Multinomial logistic regressions assigned LC subtypes to individuals in the PLCO study. Although Cohen’s kappa of the most comprehensive model is nearly double that of the non-genetic model, classification accuracies across multinomial models are low in absolute terms. As expected, all of the binomial models exhibit higher kappas, mainly due to the difference in difficulty of predicting 2 outcomes versus 4 outcomes. Overall LC scores generated by merging LC subtype probabilities from the multinomial models also achieved AUCs similar to those of counterpart binomial models. However, the value of the multinomial approach becomes apparent when examining ordered LC prediction scores. With individuals in the bottom decile of scores from the best multinomial model (#6 in Table 3) as reference, those in the upper deciles have odds ratios of developing LC that follow a more evenly graded progression with a wider spread, compared to predicted risk deciles from the partner binomial model. In particular, the difference in stratification at the extremes is highly significant (Figure 2). Based on the multinomial model, odds of developing LC for PLCO subjects in the top predicted risk decile is 4.68 times the odds in the bottom decile. The binomial model was not as proficient in identifying the highest and lowest risk individuals, producing a corresponding odds ratio of 3.42.

Figure 2.

Figure 2

Odds ratios by risk prediction score deciles. Individuals in the PLCO study were grouped into deciles based on their risk prediction scores from the #6 binomial and multinomial models in Table 3. The odds of having lung cancer for each decile were compared to the odds for the lowest decile. Bars denote the 95% confidence interval for these odds ratios.

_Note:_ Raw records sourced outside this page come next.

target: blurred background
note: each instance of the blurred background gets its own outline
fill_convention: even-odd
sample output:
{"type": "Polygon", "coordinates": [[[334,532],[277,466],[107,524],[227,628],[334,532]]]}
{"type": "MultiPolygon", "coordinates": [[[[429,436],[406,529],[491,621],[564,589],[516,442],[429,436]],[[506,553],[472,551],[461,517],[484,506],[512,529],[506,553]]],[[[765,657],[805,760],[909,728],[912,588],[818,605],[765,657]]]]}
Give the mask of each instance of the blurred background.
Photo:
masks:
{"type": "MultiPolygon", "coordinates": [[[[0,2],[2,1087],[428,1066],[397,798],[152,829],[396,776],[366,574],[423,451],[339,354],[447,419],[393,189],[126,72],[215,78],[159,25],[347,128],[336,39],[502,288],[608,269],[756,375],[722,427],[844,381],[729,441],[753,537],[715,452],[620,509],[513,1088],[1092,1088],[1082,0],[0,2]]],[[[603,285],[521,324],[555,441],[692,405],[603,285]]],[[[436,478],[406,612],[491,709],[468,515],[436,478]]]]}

Beyond these deciles, constructing clinically meaningful risk categories is outside the scope of this study. Nevertheless, we still identified individuals at high risk for LC in a way that could at least be compared with the U.S. Preventive Services Task Force criteria: adults aged 55–80 years with at least 30 pack-years of smoking history, including former smokers who quit for less than 15 years (4). Of the 1,386 individuals in the PLCO test set, 777 meet this criteria and 362 (47%) actually developed LC. On the other hand, the 777 highest scoring individuals in PLCO from the #6 multinomial model consist of 435 (56%) LC cases, yielding a positive predictive value increase of 9%.

DISCUSSION

We put forward a method of improving LC risk prediction that is innovative in several ways. Since LC is a heterogeneous disease, we used SNP effect sizes from overall LC and subtype-stratified GWAS. While selection of SNP predictors has traditionally involved filtering SNPs by GWAS P-value or suspected functions (1216), we aggregated relevant SNP effects into pathway-level effects. Many studies have already warned about the shortcomings of conducting mainly biostatistical polygenic analyses of GWAS for complex disease prediction (44), even if a larger than expected portion of “missing heritability” has been extrapolated to be hidden rather than actually missing (34). Our biologic integration also included constructing pathway-smoking interactions, the first use of pathway-exposure interactions in germline genetic prediction.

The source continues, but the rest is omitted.